Marktbericht: Renault ist profitabler als Volkswagen

Marktbericht: Renault ist profitabler als Volkswagen

Besucher an einem Renault Stand auf einer Automesse.


marktbericht

Stand: 19.02.2026 • 13:48 Uhr

Der Autobauer Renault ist wie der Großteil der europäischen Autobranche in schwerem Fahrwasser. Trotzdem sind die Franzosen dabei deutlich profitabler als Erzrivale Volkswagen.

Eine hohe Abschreibung auf den angeschlagenen japanischen Partner Nissan hat dem französischen Autobauer Renault erstmals seit fünf Jahren unter dem Strich rote Zahlen beschert.

Für 2025 steht netto ein Fehlbetrag von 10,9 Milliarden Euro in den Büchern, davon geht der größte Teil von 9,3 Milliarden auf das Konto der Wertberichtigung der Beteiligung am japanischen Nissan-Konzern.

An der Börse in Paris kommt das nicht gut an, die Aktie verliert am frühen Nachmittag knapp fünf Prozent. Auch zuvor war das Papier nicht gut gelaufen. Im letzten Jahr lag das Minus bei rund 25 Prozent und auch im neuen Jahr läuft es bisher nicht.
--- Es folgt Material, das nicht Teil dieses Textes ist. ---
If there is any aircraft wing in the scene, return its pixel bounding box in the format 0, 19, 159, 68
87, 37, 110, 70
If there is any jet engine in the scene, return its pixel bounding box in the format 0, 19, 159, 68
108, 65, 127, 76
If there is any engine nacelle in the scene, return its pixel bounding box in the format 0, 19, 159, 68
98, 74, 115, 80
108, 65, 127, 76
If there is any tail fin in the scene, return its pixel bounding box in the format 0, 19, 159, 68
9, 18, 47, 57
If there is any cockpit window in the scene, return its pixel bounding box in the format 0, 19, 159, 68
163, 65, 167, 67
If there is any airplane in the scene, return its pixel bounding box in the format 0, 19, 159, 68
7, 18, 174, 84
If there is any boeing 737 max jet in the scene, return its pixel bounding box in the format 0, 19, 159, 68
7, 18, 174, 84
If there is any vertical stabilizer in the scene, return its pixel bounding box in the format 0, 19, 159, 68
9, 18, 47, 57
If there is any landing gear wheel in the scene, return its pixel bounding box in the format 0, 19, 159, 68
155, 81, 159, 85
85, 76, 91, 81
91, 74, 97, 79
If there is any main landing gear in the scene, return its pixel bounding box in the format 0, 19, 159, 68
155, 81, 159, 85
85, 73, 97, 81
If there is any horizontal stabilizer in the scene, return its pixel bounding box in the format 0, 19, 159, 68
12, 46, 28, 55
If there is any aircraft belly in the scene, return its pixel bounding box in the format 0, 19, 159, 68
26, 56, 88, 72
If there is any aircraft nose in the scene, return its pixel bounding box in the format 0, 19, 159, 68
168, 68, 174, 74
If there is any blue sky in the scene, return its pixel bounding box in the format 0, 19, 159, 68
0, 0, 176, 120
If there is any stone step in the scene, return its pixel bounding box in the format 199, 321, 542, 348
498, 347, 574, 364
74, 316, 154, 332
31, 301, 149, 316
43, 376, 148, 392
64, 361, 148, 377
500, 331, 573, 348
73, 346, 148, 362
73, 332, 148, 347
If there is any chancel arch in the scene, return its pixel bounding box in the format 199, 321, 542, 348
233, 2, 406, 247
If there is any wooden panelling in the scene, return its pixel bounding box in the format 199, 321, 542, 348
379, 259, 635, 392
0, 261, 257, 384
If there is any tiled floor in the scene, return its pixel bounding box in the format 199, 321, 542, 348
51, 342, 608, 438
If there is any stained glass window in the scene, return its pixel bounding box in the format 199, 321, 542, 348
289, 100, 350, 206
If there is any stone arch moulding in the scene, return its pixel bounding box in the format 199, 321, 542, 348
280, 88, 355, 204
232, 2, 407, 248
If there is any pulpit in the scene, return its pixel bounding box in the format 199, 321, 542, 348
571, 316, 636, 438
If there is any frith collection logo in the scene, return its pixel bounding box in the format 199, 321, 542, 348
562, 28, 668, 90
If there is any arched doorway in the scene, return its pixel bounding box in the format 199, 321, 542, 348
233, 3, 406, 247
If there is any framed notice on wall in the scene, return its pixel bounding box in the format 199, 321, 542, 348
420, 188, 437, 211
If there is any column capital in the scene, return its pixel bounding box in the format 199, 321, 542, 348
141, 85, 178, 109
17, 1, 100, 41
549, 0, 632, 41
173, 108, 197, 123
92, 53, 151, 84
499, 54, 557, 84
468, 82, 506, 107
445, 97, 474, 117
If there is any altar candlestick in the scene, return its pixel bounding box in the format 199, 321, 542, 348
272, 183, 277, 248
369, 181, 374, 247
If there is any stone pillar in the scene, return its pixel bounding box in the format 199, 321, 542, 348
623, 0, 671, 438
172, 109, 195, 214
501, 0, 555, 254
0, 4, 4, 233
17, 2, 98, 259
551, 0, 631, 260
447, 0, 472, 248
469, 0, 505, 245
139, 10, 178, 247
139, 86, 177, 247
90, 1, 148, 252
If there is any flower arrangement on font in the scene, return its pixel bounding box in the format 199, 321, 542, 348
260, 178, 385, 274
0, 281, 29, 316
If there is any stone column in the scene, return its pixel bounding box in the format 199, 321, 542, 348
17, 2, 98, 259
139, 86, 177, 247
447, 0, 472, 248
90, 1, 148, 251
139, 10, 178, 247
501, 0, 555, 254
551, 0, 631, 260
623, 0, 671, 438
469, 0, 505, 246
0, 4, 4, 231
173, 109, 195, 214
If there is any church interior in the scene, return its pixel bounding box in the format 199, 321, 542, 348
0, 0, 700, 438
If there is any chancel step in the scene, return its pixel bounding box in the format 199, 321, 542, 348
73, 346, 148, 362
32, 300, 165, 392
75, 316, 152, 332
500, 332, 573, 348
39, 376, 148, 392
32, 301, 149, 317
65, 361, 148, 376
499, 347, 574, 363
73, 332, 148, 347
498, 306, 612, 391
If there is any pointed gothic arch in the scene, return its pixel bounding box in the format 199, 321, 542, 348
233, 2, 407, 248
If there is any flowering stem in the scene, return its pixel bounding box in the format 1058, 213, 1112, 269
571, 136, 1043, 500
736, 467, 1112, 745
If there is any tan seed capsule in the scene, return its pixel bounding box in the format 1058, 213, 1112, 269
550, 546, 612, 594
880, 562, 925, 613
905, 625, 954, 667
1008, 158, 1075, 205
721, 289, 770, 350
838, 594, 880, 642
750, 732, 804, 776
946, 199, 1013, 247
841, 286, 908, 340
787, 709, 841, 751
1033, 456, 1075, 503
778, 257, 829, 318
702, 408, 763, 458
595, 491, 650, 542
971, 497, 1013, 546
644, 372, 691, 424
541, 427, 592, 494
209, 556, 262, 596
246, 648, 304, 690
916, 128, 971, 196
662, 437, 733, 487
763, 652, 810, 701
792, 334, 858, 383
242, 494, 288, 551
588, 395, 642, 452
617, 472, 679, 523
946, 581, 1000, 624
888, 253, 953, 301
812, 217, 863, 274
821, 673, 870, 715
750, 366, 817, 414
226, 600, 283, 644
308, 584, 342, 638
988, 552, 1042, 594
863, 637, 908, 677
Hoher Preiskampf fordert Tribut – aber profitabler als VW

Vor allem der starke Preiskampf sowie die neuen Rivalen aus China haben zudem das operative Ergebnis belastet, das um 15 Prozent auf 3,6 Milliarden Euro absackte. Zudem senkte das Management im Ausblick die Erwartung für die Umsatzrendite von bisher 6,3 auf 5,5 Prozent.

Damit liegen die Franzosen aber immer noch besser im Rennen als Erzrivale Volkswagen, dessen Marge nur zwischen zwei und drei Prozent liegt. Beim Konkurrenten Stellantis, zu dem auch die deutsche Beteiligung Opel gehört, liegt der Wert sogar im Minus.

Bei der Ursachenforschung zeigt sich, dass der Konzern vor allem im Preissegment der günstigeren Fahrzeuge punktet, etwa mit der Konzernmarke Dacia. Diese Fahrzeuge sind gefragt und trotzen auch der chinesischen Konkurrenz. Zudem läuft das Geschäft mit E-Autos gut, hier stieg der Absatz um 77 Prozent. Auch Hybrid-Fahrzeuge waren bei den Kundinnen und Kunden gesucht.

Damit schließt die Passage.